Concert Info

Lineup

Roger Daltrey: Vocals, Harmonica
John Entwistle: Bass, Vocals
Keith Moon: Drums, Vocals
Pete Townshend : Vocals, Guitar

Attendance and Support


Support Act: Quicksilver Messinger Service

Note

Marc Bergeron: "After careful research, we have reached the conclusion that the venue for August 17th 1968 is Phoenix Municipal Stadium, Phoenix, Arizona USA."
The Who

Sat, 17 August 1968:

Phoenix, AZ, Municipal Stadium

Setlist

No known setlist

Fanreport

Rick Rieckhoff

The Who - they were my first major concert experience. They played in a football stadium and were touring to support "Magic Bus". All of the people, the pot in the air, what an atmosphere. This was the Who’s first major U.S. tour and the last one before "Tommy" was released. They were considered one of the best live bands in the world and their reputation preceded them.

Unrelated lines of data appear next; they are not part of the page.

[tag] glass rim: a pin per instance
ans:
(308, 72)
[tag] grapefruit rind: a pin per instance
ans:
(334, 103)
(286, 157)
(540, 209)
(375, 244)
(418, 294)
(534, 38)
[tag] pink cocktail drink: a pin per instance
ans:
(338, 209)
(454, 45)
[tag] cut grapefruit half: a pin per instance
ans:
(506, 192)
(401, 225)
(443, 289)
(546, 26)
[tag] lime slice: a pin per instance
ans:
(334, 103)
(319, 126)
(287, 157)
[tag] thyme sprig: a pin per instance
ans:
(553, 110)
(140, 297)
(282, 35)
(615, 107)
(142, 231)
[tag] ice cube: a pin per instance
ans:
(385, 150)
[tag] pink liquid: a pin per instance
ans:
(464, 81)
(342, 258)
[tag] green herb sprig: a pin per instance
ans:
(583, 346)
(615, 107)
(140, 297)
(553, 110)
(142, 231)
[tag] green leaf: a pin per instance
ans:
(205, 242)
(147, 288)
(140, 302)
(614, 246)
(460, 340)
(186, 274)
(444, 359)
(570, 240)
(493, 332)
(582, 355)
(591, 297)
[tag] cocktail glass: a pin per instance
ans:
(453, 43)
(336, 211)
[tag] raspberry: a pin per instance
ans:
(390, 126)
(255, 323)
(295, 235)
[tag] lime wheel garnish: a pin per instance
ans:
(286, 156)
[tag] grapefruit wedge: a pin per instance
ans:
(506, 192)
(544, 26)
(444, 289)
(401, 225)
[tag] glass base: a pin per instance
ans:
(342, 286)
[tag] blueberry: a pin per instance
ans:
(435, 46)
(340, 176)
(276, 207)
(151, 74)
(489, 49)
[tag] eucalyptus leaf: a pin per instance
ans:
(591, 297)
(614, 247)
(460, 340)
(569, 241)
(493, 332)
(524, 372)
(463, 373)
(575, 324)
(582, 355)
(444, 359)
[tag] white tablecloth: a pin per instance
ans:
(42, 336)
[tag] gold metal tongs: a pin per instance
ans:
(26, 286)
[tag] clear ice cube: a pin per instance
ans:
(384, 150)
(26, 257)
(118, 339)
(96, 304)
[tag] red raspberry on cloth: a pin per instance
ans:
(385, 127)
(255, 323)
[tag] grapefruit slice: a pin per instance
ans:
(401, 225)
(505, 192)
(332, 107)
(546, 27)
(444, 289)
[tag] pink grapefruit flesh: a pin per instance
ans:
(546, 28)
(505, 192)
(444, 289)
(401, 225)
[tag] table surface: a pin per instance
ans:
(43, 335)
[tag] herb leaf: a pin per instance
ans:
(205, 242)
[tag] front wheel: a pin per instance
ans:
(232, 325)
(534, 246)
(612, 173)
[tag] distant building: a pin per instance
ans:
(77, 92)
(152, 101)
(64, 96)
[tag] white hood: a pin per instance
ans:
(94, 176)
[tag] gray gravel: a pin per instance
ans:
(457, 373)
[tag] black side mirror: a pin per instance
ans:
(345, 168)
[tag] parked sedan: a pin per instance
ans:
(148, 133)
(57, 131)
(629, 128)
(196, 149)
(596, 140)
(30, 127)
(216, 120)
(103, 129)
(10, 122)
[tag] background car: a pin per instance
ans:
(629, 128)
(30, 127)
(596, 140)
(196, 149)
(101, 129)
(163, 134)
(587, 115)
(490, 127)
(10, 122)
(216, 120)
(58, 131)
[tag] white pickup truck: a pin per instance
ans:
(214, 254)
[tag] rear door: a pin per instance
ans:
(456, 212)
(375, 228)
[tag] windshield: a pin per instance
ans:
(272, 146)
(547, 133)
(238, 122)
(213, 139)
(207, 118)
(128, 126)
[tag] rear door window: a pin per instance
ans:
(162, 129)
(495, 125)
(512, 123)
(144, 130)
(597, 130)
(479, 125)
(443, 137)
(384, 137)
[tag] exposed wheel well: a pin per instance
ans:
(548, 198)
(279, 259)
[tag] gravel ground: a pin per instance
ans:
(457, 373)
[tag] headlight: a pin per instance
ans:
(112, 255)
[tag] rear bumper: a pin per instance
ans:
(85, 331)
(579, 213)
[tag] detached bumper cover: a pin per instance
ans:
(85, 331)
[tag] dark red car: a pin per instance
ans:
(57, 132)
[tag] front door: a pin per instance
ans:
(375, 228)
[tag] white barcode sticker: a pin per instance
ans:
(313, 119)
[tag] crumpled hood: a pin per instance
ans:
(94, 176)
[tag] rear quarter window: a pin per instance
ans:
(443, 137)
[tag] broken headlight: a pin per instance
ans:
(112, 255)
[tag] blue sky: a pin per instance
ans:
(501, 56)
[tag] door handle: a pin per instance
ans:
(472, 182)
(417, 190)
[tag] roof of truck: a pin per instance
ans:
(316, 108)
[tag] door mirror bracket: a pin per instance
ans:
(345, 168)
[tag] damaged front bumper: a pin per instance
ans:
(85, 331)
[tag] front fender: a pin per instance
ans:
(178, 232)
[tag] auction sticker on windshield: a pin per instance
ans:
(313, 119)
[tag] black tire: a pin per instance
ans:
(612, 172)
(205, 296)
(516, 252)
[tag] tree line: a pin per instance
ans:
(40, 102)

They played with a fierce abandon and smashed their instruments at the end of the show. I was up against the stage the whole time and had a fantastic view of one of the premier rock bands of the 60’s with all original members. This vantage point did little to help my hearing and as the years went by I always expected but seldom got such great positioning for a show. They played hit after hit since they had a staple of at least 10 top twenty single.

Roger Daltrey wore his trademark fringed jacket during this tour and Keith Moon was at his finest. This was before he became the bloated former shell of himself. He was still fit and vibrant on the drums, each one with the coda "world’s greatest drummer” written on it, beside the side shot of a naked, young enthusiast. Roger had a routine down pat where he twirled the microphone through the air in a lasso style, multiple times and then tossed it into the air and always caught it right at the moment where he needed it to complete the verse.

I have a piece of an amplifier and a 3 inch long piece of Pete Townshend’s red Gibson SG guitar as a souvenir from that show. It ended with "My Generation" and a typical Who type tearing apart of the stage and all equipment within reach. It was a dramatic spectacle, one that has been often imitated but rarely surpassed. They were a fantastic live band, one of the true modern rock pioneers.